The one or more visual enhancement algorithms used here can include one or more brightness enhancement algorithms and/or one or more contrast enhancement algorithms. Also, the color image frame may represent one of a sequence of color image frames, and the passthrough transformation may be applied to each color image frame of the sequence to generate a corresponding sequence of transformed image frames. In those cases, performing the visual quality enhancement may include the processor 120 balancing brightness enhancement and contrast enhancement of each transformed image frame to provide consistency in the brightness enhancements and contrast enhancements throughout the sequence of transformed image frames.

The enhanced image frames may be used in any suitable manner. For example, each enhanced image frame may be used as a final image frame, and the final image frame may be rendered for display at step 810. This may include, for example, the processor 120 of the electronic device 101 rendering each final image frame for display on one or more display panels forming the display 160 of the electronic device 101.

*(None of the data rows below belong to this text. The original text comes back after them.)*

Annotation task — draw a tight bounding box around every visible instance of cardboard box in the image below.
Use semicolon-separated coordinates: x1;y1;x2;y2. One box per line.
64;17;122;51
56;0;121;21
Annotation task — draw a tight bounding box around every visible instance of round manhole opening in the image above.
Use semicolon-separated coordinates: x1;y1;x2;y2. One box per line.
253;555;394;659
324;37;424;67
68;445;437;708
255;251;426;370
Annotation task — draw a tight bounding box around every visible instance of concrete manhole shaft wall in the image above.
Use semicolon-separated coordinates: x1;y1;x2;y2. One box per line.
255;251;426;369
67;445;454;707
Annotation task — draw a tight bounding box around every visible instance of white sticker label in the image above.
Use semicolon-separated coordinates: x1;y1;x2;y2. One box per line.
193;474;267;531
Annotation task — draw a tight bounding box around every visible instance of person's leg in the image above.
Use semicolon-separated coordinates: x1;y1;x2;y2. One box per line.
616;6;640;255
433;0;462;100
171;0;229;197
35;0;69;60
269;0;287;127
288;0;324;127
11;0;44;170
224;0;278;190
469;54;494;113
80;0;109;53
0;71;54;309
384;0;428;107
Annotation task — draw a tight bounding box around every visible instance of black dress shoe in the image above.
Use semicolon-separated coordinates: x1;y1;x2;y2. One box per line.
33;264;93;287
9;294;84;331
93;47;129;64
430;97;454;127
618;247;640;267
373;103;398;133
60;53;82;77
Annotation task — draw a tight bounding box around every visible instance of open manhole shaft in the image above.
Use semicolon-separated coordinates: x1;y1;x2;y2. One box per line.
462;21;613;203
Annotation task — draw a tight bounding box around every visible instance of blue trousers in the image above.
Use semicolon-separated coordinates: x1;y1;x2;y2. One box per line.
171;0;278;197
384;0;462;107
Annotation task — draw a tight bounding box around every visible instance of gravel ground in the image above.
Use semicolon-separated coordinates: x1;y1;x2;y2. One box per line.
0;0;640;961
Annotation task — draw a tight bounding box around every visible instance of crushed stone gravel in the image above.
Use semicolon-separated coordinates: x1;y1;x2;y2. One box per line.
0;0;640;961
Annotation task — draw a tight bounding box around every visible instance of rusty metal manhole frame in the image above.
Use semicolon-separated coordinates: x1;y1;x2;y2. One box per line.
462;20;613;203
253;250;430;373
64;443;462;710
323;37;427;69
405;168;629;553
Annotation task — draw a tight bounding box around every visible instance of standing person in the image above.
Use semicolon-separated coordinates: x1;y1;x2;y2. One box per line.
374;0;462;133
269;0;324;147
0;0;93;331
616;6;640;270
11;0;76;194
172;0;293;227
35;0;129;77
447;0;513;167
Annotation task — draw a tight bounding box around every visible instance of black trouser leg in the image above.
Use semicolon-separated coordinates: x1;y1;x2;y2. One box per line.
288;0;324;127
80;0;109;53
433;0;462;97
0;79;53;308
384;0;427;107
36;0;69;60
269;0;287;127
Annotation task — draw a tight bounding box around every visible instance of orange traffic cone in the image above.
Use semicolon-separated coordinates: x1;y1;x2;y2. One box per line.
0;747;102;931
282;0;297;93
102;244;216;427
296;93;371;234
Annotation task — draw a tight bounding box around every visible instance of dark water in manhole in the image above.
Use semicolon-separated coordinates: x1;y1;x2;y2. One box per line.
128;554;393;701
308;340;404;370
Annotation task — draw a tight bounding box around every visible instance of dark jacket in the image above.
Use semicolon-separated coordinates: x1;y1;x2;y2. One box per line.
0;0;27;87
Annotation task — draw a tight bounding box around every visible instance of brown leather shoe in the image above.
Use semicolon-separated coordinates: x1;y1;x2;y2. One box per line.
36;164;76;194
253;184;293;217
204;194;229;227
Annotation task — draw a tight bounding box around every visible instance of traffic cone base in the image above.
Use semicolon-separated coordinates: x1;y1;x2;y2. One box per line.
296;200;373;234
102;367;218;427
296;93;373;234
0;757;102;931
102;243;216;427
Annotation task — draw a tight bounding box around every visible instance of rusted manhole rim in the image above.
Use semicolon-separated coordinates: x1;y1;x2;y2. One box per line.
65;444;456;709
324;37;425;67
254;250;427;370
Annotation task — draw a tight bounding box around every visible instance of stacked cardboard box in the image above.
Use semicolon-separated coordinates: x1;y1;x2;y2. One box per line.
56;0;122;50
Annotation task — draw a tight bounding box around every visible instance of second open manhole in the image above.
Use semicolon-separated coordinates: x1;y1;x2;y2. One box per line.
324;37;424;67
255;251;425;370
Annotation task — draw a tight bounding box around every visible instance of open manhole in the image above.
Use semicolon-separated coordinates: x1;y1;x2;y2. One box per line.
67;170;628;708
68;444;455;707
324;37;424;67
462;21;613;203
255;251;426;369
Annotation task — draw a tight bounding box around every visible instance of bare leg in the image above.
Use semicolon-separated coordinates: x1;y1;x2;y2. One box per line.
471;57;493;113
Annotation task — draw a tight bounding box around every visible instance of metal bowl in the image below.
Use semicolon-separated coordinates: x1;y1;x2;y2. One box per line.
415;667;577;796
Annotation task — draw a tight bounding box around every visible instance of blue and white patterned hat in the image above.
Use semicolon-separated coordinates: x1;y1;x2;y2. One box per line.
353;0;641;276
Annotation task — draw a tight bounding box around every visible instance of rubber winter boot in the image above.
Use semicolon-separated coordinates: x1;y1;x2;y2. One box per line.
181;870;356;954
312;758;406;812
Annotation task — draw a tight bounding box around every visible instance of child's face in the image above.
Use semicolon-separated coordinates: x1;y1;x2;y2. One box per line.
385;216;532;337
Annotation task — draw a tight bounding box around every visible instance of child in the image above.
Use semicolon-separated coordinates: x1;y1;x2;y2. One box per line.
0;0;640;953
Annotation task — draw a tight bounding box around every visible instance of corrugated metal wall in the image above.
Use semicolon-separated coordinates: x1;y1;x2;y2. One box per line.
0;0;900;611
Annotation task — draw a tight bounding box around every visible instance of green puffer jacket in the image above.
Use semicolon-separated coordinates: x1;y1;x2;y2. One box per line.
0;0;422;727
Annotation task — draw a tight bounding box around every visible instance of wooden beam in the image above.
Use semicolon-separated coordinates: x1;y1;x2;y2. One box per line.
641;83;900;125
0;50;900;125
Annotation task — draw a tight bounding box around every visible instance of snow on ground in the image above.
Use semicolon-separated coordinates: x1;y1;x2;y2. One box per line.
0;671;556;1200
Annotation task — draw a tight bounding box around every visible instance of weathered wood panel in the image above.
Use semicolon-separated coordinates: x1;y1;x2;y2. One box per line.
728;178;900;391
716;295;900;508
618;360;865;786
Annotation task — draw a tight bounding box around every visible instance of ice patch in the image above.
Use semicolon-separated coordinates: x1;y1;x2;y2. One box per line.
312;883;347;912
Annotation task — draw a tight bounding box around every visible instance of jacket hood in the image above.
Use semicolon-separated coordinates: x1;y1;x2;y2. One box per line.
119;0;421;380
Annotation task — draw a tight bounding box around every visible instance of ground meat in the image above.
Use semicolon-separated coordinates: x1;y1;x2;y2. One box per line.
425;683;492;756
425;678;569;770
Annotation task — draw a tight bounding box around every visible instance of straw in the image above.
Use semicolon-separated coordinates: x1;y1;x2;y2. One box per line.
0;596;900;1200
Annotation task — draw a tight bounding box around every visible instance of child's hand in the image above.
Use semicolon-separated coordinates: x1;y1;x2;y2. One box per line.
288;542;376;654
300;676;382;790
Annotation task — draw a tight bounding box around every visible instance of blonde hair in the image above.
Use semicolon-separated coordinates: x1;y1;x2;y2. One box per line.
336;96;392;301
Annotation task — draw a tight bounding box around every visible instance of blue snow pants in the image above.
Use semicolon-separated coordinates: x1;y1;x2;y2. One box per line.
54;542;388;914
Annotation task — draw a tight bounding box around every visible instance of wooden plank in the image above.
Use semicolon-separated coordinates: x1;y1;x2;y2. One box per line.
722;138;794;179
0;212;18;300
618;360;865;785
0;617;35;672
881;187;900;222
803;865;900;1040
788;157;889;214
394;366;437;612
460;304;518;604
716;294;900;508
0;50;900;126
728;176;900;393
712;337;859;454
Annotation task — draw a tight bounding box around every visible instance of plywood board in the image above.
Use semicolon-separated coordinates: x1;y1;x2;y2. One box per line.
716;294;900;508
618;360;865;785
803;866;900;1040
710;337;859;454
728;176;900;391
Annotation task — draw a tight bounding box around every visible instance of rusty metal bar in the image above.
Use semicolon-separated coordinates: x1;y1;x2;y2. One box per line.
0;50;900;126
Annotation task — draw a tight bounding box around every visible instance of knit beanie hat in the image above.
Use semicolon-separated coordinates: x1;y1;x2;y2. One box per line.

Although FIG. 8 illustrates one example of a method 800 for adaptive brightness and contrast enhancement, various changes may be made to FIG. 8. For example, while shown as a series of steps, various steps in FIG. 8 may overlap, occur in parallel, occur in a different order, or occur any number of times (including zero times).

It should be noted that the functions shown in or described with respect to FIGS. 2 through 8 can be implemented in an electronic device 101, 102, 104, server 106, or other device(s) in any suitable manner. For example, in some embodiments, at least some of the functions shown in or described with respect to FIGS. 2 through 8 can be implemented or supported using one or more software applications or other software instructions that are executed by the processor 120 of the electronic device 101, 102, 104, server 106, or other device(s). In other embodiments, at least some of the functions shown in or described with respect to FIGS. 2 through 8 can be implemented or supported using dedicated hardware components. In general, the functions shown in or described with respect to FIGS. 2 through 8 can be performed using any suitable hardware or any suitable combination of hardware and software/firmware instructions. Also, the functions shown in or described with respect to FIGS. 2 through 8 can be performed by a single device or by multiple devices.

Although this disclosure has been described with example embodiments, various changes and modifications may be suggested to one skilled in the art. It is intended that this disclosure encompass such changes and modifications as fall within the scope of the appended claims.